I have brighy primary age kids. If they perform well in their SATs, their secondary school will push and push them to top GCSE grades. I saw increasing numbers of teenagers with anxiety disorders, eating disorders and self harm issues because of the stress and pressure. My kids' primary school are starting that now, hammering Year 6 with SATs revision. But it's in my child's interest to underperform in Y6 and then seem like an overachiever in secondary school. No way will secondary keep them in lower sets where they don't need to be. These are the students who look great on the data because the secondary can say they came in at a low level but now they're flying high in Set 1. They won't be under pressure, they'll be praised for how far they've come instead of spending five years being told they have to get perfect scores every time.

Feenie · 26/03/2022 11:49

Christ don't do anything. School will most likely be hammering anything so to with sats now and sucking all of the fun out of learning - replacing creativity and curiosity with exam technique all for a ridiculous test which measures schools progress but will have very little bearing on the future success of your child.

RTFT, fgs.

paul2louise · 26/03/2022 11:59

We are doing a maths reasoning paper at the moment as he didn't have any maths homework this week. He is enjoying it. I am sitting with him. We are off out on our bikes after lunch so will be getting some sunshine and fresh air

OP posts:
Iamnotthe1 · 26/03/2022 12:56

But it's in my child's interest to underperform in Y6 and then seem like an overachiever in secondary school.
If they are self-motivated and determined to exceeded others' expectations of them. If they aren't (and let's be honest here, most teenagers aren't) then they'll adjust down to the lower expectations given that it makes their lives way easier.

No way will secondary keep them in lower sets where they don't need to be.
Happens all the time. Movement can only happen if there is space to move into, otherwise it requires moving someone else down. Some schools even take it a step further. One of our local secondaries, an outstanding school, places the children into bands based upon their SAT results and possible targets. You can move between sets in your band but never out of your band and if you aren't in the highest band to begin with, you aren't taught the full content because you don't sit higher papers.

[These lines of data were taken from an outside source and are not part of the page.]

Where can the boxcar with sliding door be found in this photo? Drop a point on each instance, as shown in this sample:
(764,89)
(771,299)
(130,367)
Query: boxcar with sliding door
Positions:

These are the students who look great on the data because the secondary can say they came in at a low level but now they're flying high in Set 1.
Only if putting those students into Set 1 doesn't result in one of the existing Set 1 students with higher targets being taken out and getting a negative progress score.

so a child who was hothoused through SATs and given a high target they cannot achieve at GCSE will be in the top set regardless of their inability to keep up.
You're making a lot of assumptions here. We know, from research and evidence, that the lowest levels of progress a child makes is in KS3. For some, their attainment even moves backwards during this time. It's quite possible that the children you're accusing schools of 'hot-housing' are only struggling to meet their targets because of the low expectations of KS3.

NoOtherShadeOfBlue · 26/03/2022 13:11

Well in my experience of secondary schools I taught in, we had a continuous upward flow of motion to higher sets. I taught Set 1s and 2s that would be groaning at the seams, kids sitting three to a (2 person) desk. I have never encountered a school that bands students based on SAT results in Y7 and never revisits that through assessments - we would be assessing every half term. What's the point of all the data we gather through Years 7-10 if we don't use it to revise children's predicted grades and sets accordingly? It's a very strange and short-sighted secondary that takes the SATs alone and never adjusts expectations, and certainly not any that I know of.

KaccyH · 31/03/2022 21:05

SATs are data for schools. Almost all new year 7 students will be re-tested at their secondary school to decide on best groups for ability etc or to judge their full understanding in maths, reading and English. Just keep the support up in preparation for Sept. You can download loads of past SATs papers online by just doing a quick Google of past papers. Twinkl is a good website that has lots of SATs style papers and the monthly cost isn't awful.